Geanne Rosenberg, Director of the Harnisch Collaborative Future of Journalism Projects
Geanne Rosenberg, a journalist and attorney, is a professor at City University of New York’s Baruch College and CUNY’s Graduate School of Journalism. Geanne directs the Harnisch Collaborative Future of Journalism Projects and is the principal investigator of McCormick Foundation, Carnegie Corporation, and David and Katherine Moore Family Foundation-funded journalism projects relating to media law, journalism education, citizen journalism and news literacy. She was founding chair of Baruch’s Department of Journalism and the Writing Professions. Geanne has written for the New York Times, the National Law Journal, Columbia Journalism Review, Nieman Journalism Lab and many other news outlets. She has worked on a pro bono basis at the Associated Press on state and federal freedom of information appeals. In 2010, she organized and directed the first-ever news literacy summit for high school students and a national workshop for news and media literacy experts. She authored and produced Knight Citizen News Network’s Top Ten Rules for Limiting Legal Risk and the Citizen Journalist’s Guide to Open Government and co-authored two Poynter Institute News University media law modules, including Online Media Law: The Basics for Bloggers and Other Online Publishers and newly released Newsgathering Law & Liability: A Guide for Reporters. Geanne has a J.D. from Columbia University’s School of Law, where she was a Harlan Fiske Stone Scholar; an M.S. in Journalism from Columbia University’s Graduate School of Journalism; and a B.A. in English from Bryn Mawr College. She serves on the Board of Directors of the Student Press Law Center, a national organization devoted to supporting high school and college journalism with legal resources and education.
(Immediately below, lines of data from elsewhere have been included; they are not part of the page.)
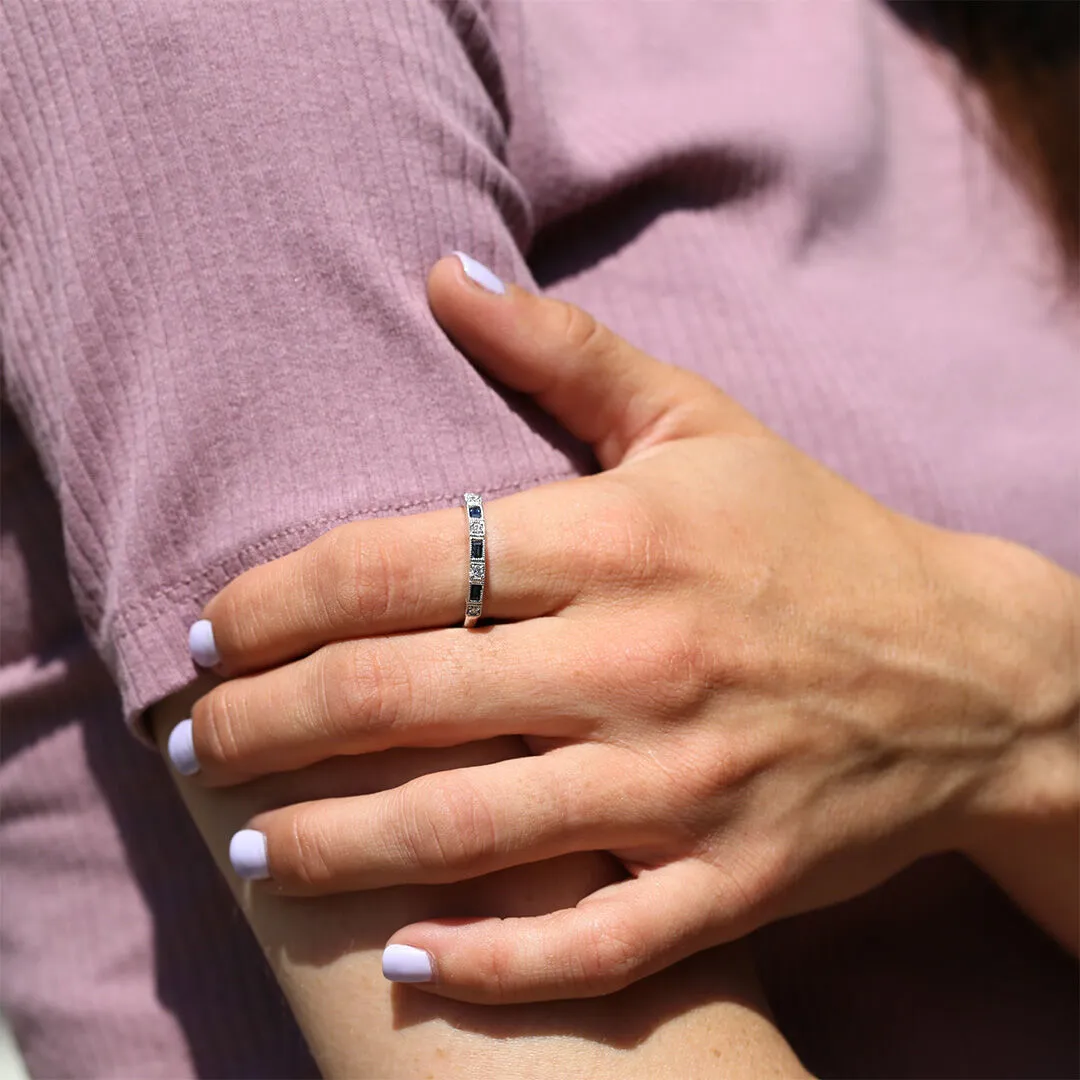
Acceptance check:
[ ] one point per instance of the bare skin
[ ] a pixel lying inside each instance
(703, 1017)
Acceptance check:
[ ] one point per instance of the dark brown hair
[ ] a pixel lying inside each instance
(1022, 55)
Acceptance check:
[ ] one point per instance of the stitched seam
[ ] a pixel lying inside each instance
(124, 629)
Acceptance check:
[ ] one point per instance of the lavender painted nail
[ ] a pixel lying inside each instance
(247, 852)
(181, 750)
(201, 644)
(403, 963)
(480, 273)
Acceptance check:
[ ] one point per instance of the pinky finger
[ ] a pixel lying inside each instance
(608, 941)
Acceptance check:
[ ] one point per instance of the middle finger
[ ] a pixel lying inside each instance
(385, 576)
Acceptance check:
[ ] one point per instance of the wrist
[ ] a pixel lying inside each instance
(1023, 626)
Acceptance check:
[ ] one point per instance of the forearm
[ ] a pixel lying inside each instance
(689, 1021)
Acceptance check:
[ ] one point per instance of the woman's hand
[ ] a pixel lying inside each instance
(759, 688)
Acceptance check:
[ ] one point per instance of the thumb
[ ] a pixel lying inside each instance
(609, 394)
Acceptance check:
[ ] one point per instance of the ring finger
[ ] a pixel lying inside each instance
(389, 575)
(444, 827)
(430, 688)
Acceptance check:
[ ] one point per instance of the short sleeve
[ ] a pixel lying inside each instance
(217, 219)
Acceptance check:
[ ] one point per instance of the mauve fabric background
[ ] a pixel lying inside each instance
(216, 223)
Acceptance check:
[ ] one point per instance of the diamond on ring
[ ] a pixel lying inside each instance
(477, 558)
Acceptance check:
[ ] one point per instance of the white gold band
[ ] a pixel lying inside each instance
(477, 558)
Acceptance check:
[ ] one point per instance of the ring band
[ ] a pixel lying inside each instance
(477, 558)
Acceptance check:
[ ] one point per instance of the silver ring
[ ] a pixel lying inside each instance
(477, 557)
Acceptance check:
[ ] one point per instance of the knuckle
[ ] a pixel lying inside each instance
(356, 577)
(364, 684)
(219, 720)
(628, 545)
(608, 953)
(446, 823)
(582, 332)
(304, 854)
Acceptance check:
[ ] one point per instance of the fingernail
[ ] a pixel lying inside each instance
(480, 273)
(201, 644)
(402, 963)
(247, 852)
(181, 750)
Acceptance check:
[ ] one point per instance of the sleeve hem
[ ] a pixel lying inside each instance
(150, 634)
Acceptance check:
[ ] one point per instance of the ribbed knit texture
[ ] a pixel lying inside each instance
(216, 217)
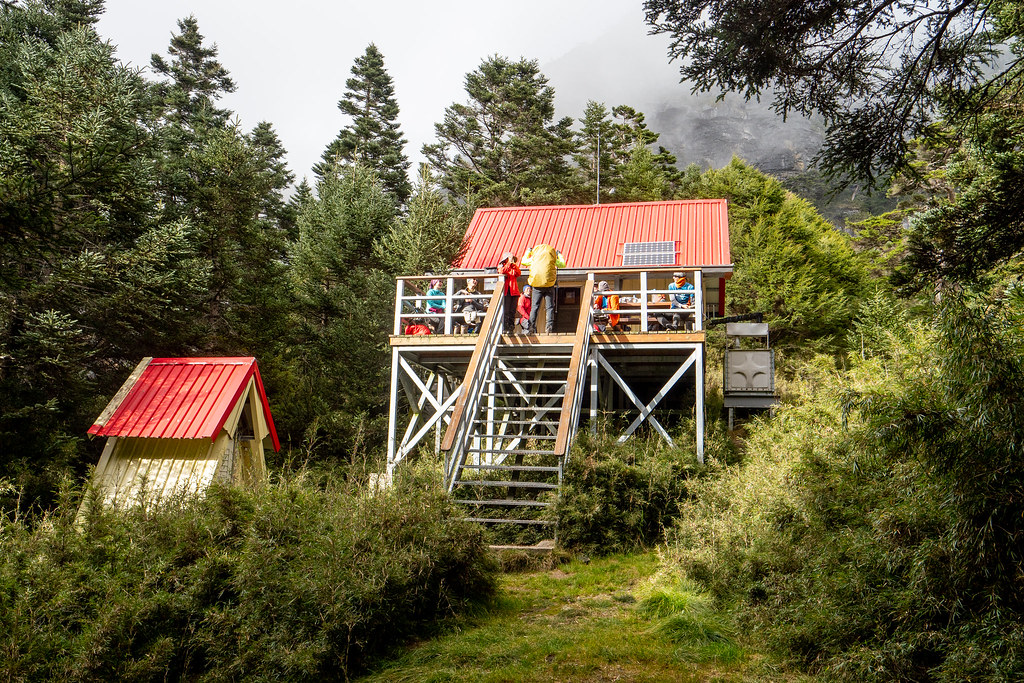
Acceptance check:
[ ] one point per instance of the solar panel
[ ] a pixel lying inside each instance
(649, 253)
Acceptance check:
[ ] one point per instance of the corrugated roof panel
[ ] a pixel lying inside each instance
(592, 237)
(184, 398)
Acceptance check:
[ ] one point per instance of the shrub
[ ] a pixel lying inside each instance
(294, 583)
(873, 531)
(617, 498)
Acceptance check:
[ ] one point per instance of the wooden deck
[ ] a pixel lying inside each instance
(598, 338)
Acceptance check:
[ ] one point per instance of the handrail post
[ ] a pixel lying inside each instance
(643, 301)
(398, 296)
(448, 304)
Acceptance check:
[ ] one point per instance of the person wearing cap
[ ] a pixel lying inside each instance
(509, 267)
(680, 284)
(436, 304)
(471, 307)
(522, 311)
(605, 302)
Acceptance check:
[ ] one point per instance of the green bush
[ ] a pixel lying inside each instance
(294, 583)
(873, 531)
(616, 497)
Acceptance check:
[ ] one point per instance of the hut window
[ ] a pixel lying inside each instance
(245, 429)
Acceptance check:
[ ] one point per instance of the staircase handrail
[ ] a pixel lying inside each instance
(578, 371)
(458, 432)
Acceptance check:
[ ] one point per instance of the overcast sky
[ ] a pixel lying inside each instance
(290, 59)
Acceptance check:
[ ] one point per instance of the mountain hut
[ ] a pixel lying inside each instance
(177, 425)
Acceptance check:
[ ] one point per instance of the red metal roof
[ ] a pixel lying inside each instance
(184, 398)
(592, 237)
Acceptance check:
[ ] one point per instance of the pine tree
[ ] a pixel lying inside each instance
(196, 81)
(89, 275)
(504, 147)
(373, 138)
(594, 158)
(430, 237)
(227, 185)
(343, 300)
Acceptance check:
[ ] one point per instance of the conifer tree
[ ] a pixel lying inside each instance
(226, 184)
(373, 138)
(594, 156)
(504, 146)
(196, 81)
(342, 300)
(89, 274)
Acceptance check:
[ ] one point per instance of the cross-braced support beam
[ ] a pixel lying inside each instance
(429, 407)
(693, 359)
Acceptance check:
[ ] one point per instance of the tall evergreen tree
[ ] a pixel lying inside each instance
(430, 237)
(373, 138)
(195, 81)
(89, 275)
(342, 301)
(593, 157)
(504, 147)
(228, 185)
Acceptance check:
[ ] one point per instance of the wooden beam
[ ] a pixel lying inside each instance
(578, 361)
(489, 321)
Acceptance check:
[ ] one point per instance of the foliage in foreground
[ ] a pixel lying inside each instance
(296, 583)
(875, 532)
(597, 621)
(620, 497)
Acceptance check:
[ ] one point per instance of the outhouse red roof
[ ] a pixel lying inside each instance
(593, 237)
(182, 398)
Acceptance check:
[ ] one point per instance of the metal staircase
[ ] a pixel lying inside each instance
(510, 434)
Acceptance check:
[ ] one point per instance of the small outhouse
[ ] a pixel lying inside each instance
(177, 425)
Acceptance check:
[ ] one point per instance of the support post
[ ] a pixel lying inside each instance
(392, 418)
(697, 300)
(698, 390)
(643, 301)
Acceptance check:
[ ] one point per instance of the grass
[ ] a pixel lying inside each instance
(602, 621)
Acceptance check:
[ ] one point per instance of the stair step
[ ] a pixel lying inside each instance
(506, 484)
(486, 520)
(524, 452)
(508, 437)
(506, 503)
(514, 468)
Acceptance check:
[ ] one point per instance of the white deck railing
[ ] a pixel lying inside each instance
(635, 304)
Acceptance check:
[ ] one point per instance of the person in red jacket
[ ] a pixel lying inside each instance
(509, 266)
(522, 311)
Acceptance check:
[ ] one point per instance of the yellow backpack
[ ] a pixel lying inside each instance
(543, 261)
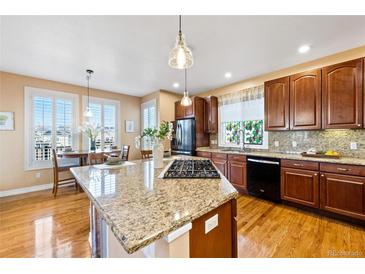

Leonard Witt, Executive Director, Center for Sustainable Journalism at KSU
Leonard Witt is the Executive Director of the Center for Sustainable Journalism at Kennesaw State University, holds the Robert D. Fowler Distinguished Chair in Communication at Kennesaw State University and was named an Eminent Scholar by the Board of Regents of the University System of Georgia in May 2008. In August 2008, he was awarded the Distinguished Service Award for Kennesaw State University. In 2009, Witt founded the Center for Sustainable Journalism at Kennesaw State University, thanks to a generous donation from the Harnisch Foundation. The Center’s mission is to discover innovative ways to produce financially sustainable, high quality and ethically sound journalism, produce applied research, build collaborations and advance innovative projects to test the viability of community-supported journalism. His annual SoCon, social media, social networking conference at Kennesaw State draws about 300 metro Atlantans representing marketing, blogging, new and traditional media, academia, public relations, human resources and executive ranks. He was a journalist for more than 25 years, including being editor of Sunday Magazine at the Minneapolis Star Tribune and Minnesota Monthly magazine. Before entering academia in 2002, he was the executive director of the Minnesota Public Radio Civic Journalism Initiative.